- Born: April 1, 1917 Brooklyn, New York, U.S.
- Died: August 8, 2007 (aged 90) Studio City, California, U.S.
- Occupation(s): Film director, producer, and screenwriter
- Spouse(s): Lucille Shavelson (died 2000) Ruth Florea ​(m. 2001)​
- Children: Lynne Joiner Richard Shavelson

= Melville Shavelson =

American screenwriter

Melville Shavelson (April 1, 1917 - August 8, 2007) was an American film director, producer, screenwriter, and author. He was President of the Writers Guild of America, West (WGAw) from 1969 to 1971, 1979 to 1981, and 1985 to 1987.

==Biography==
Shavelson was born to a Jewish family in Brooklyn and graduated from Cornell University, where he was a humor columnist for The Cornell Daily Sun, in 1937. He worked as a writer on comedian Bob Hope's radio show, The Pepsodent Show Starring Bob Hope. Shavelson came to Hollywood in 1938 as one of Hope's joke writers, a job he held for the next five years. He was responsible for the screenplays of such Hope films as The Princess and the Pirate (1944), Where There's Life (1947), The Great Lover (1949), and Sorrowful Jones (1949), which also starred Lucille Ball.

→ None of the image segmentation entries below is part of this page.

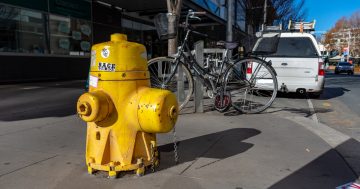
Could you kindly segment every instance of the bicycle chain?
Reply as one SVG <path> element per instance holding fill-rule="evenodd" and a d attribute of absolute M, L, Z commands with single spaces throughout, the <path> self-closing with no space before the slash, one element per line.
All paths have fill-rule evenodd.
<path fill-rule="evenodd" d="M 175 160 L 175 164 L 178 164 L 179 163 L 179 154 L 178 154 L 178 146 L 177 146 L 177 140 L 176 140 L 175 127 L 173 129 L 173 143 L 174 143 L 174 160 Z"/>

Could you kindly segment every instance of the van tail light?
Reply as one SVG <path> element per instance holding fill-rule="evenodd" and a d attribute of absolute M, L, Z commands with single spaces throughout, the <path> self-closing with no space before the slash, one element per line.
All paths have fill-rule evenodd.
<path fill-rule="evenodd" d="M 319 73 L 318 73 L 319 76 L 325 75 L 324 68 L 325 68 L 324 62 L 319 62 Z"/>
<path fill-rule="evenodd" d="M 252 62 L 247 63 L 246 73 L 252 74 Z"/>

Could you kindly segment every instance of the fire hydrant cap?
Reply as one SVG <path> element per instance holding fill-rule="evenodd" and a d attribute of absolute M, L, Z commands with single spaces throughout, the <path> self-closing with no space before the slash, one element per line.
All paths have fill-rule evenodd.
<path fill-rule="evenodd" d="M 111 41 L 127 41 L 127 36 L 121 33 L 114 33 L 110 37 Z"/>

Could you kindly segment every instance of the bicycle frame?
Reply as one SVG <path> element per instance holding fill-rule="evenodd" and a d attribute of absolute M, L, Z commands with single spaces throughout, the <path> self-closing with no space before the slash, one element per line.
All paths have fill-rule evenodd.
<path fill-rule="evenodd" d="M 184 64 L 190 70 L 194 70 L 194 73 L 195 73 L 196 77 L 200 78 L 201 82 L 203 84 L 208 85 L 208 83 L 206 83 L 204 81 L 206 79 L 209 79 L 211 86 L 207 86 L 207 87 L 211 87 L 211 89 L 214 92 L 216 92 L 216 86 L 218 86 L 221 83 L 223 73 L 225 73 L 225 72 L 222 72 L 222 74 L 216 76 L 216 75 L 211 74 L 209 71 L 205 70 L 204 68 L 202 68 L 199 65 L 199 63 L 196 61 L 194 55 L 191 54 L 191 49 L 190 49 L 190 47 L 188 45 L 188 38 L 189 38 L 190 33 L 197 33 L 197 34 L 200 34 L 200 33 L 196 32 L 196 31 L 193 31 L 188 27 L 185 28 L 185 31 L 186 31 L 186 34 L 185 34 L 185 37 L 183 39 L 183 42 L 182 42 L 182 44 L 181 44 L 181 46 L 179 48 L 178 53 L 175 55 L 175 59 L 174 59 L 175 67 L 174 67 L 174 70 L 171 71 L 171 75 L 166 80 L 166 83 L 169 82 L 170 79 L 176 74 L 176 71 L 178 69 L 179 64 Z M 189 52 L 189 55 L 187 56 L 185 54 L 185 52 Z M 227 54 L 227 52 L 228 52 L 228 49 L 226 49 L 225 53 Z M 184 59 L 184 62 L 181 61 L 181 58 Z M 224 65 L 225 65 L 226 62 L 227 63 L 229 62 L 229 59 L 228 59 L 227 56 L 224 57 L 224 61 L 222 62 L 222 65 L 221 65 L 221 70 L 224 69 Z M 210 78 L 216 78 L 215 84 L 212 82 L 212 79 L 210 79 Z"/>

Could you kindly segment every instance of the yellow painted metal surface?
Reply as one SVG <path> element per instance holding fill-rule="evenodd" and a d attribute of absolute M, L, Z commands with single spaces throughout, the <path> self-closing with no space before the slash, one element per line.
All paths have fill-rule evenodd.
<path fill-rule="evenodd" d="M 89 92 L 80 96 L 77 112 L 88 123 L 88 172 L 114 177 L 128 170 L 142 175 L 146 166 L 158 164 L 151 144 L 156 133 L 174 127 L 178 105 L 170 91 L 150 88 L 145 47 L 113 34 L 92 47 Z"/>

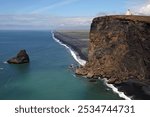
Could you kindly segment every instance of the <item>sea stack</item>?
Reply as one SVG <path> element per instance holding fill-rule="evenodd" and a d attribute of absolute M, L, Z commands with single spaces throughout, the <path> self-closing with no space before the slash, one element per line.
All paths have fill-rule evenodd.
<path fill-rule="evenodd" d="M 87 64 L 76 74 L 119 84 L 150 78 L 150 16 L 104 16 L 93 20 Z"/>
<path fill-rule="evenodd" d="M 26 53 L 26 50 L 20 50 L 16 57 L 9 59 L 7 62 L 9 64 L 24 64 L 29 63 L 29 56 Z"/>

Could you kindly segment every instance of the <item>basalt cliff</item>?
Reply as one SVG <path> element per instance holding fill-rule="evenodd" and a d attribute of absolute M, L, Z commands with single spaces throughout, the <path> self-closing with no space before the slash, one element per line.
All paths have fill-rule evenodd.
<path fill-rule="evenodd" d="M 88 61 L 76 74 L 112 84 L 149 82 L 150 16 L 97 17 L 89 37 Z"/>

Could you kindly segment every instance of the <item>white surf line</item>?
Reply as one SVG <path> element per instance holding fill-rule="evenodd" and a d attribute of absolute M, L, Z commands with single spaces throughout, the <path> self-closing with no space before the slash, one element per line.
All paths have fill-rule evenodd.
<path fill-rule="evenodd" d="M 82 60 L 79 56 L 76 55 L 76 52 L 74 52 L 73 50 L 71 50 L 67 45 L 63 44 L 61 41 L 59 41 L 57 38 L 55 38 L 54 33 L 52 33 L 52 37 L 53 39 L 58 42 L 60 45 L 65 46 L 67 49 L 69 49 L 71 55 L 73 56 L 73 58 L 82 66 L 84 66 L 86 64 L 85 60 Z M 99 78 L 100 79 L 100 78 Z M 102 79 L 100 79 L 102 80 Z M 114 93 L 117 93 L 119 95 L 119 97 L 124 98 L 125 100 L 131 100 L 131 98 L 127 97 L 123 92 L 119 92 L 118 89 L 113 85 L 113 84 L 108 84 L 108 80 L 106 78 L 104 78 L 104 83 L 106 84 L 106 86 L 108 86 L 109 88 L 111 88 L 113 90 Z"/>
<path fill-rule="evenodd" d="M 84 66 L 84 65 L 86 64 L 86 61 L 85 61 L 85 60 L 82 60 L 82 59 L 80 58 L 80 56 L 78 56 L 75 51 L 73 51 L 73 50 L 72 50 L 71 48 L 69 48 L 67 45 L 65 45 L 64 43 L 62 43 L 62 42 L 61 42 L 60 40 L 58 40 L 57 38 L 55 38 L 53 32 L 51 32 L 51 33 L 52 33 L 53 39 L 54 39 L 56 42 L 58 42 L 60 45 L 66 47 L 66 48 L 70 51 L 70 53 L 71 53 L 71 55 L 73 56 L 73 58 L 74 58 L 80 65 Z"/>
<path fill-rule="evenodd" d="M 99 79 L 100 79 L 100 78 L 99 78 Z M 113 92 L 117 93 L 120 97 L 124 98 L 125 100 L 131 100 L 131 98 L 128 97 L 128 96 L 126 96 L 126 95 L 124 94 L 124 92 L 118 91 L 118 89 L 117 89 L 113 84 L 108 84 L 108 80 L 107 80 L 106 78 L 104 78 L 103 80 L 104 80 L 104 83 L 105 83 L 108 87 L 110 87 L 110 88 L 113 90 Z"/>

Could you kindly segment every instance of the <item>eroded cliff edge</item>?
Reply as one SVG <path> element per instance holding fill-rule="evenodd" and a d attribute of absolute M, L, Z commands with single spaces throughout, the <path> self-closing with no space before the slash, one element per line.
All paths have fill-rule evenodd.
<path fill-rule="evenodd" d="M 104 16 L 93 20 L 88 62 L 76 74 L 109 83 L 150 79 L 150 17 Z"/>

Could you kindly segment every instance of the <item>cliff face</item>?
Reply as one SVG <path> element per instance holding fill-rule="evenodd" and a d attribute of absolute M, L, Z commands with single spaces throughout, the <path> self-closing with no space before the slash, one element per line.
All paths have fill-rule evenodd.
<path fill-rule="evenodd" d="M 91 25 L 88 62 L 76 70 L 110 83 L 150 78 L 150 17 L 105 16 Z"/>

Shavelson was nominated twice for Academy Awards for Best Original Screenplay—first for 1955's The Seven Little Foys, starring Hope in a rare dramatic role, and then for 1958's Houseboat. He shared both nominations with Jack Rose. He also directed both films. Other films he wrote and directed include Beau James (1957), The Five Pennies (1959) (for which he won a Screen Writers Guild Award), It Started in Naples (1960), On the Double (1961), The Pigeon That Took Rome (1962), A New Kind of Love (1963), Cast a Giant Shadow (1966), and Yours, Mine and Ours (1968), which starred Henry Fonda and again with Lucille Ball.

Shavelson created two Emmy Award-winning television series, Make Room for Daddy and My World and Welcome to It, and wrote for a dozen Academy Award shows. He wrote, produced, and co-directed the six-hour 1979 ABC miniseries Ike, based on the World War II exploits of General Dwight Eisenhower.

His autobiography, published by BearManor Media in April 2007, is How to Succeed in Hollywood Without Really Trying, P.S. — You Can't!. He wrote several other books, including, with Mr. Hope, Don't Shoot, It's Only Me: Bob Hope's Comedy History of the United States (Putnam, 1990), and How to Make a Jewish Movie (1971), a memoir of his experiences while producing and directing Cast a Giant Shadow, and the Hollywood-themed novel Lualda (1973).

Shavelson was a noted instructor at USC's Master of Professional Writing Program from 1998 to 2006. He taught screenwriting and often cracked to his students, "I'm a writer by choice, a producer by necessity and a director in self-defense."

==Personal life==
He was an amateur radio operator and held the callsign W6VLH.

Shavelson and his first wife, Lucille, had two children: Lynne Joiner and Richard Shavelson. Lucille died in 2000. Shavelson was married to his second wife, Ruth Florea, from 2001 until he died in 2007; they resided in Studio City, California.

Shavelson died of natural causes on August 8, 2007, at his home, he was 90 years old. He was survived by a sister, Geraldine Youcha of Manhattan and New City, New York; two children from his first marriage, Richard of Menlo Park, California, and Lynne Joiner of Washington; and three grandchildren.

==Honors, awards and legacy==
The Shavelson Film Awards, given annually at Cornell University for promising filmmakers, were established by him and named in his honor.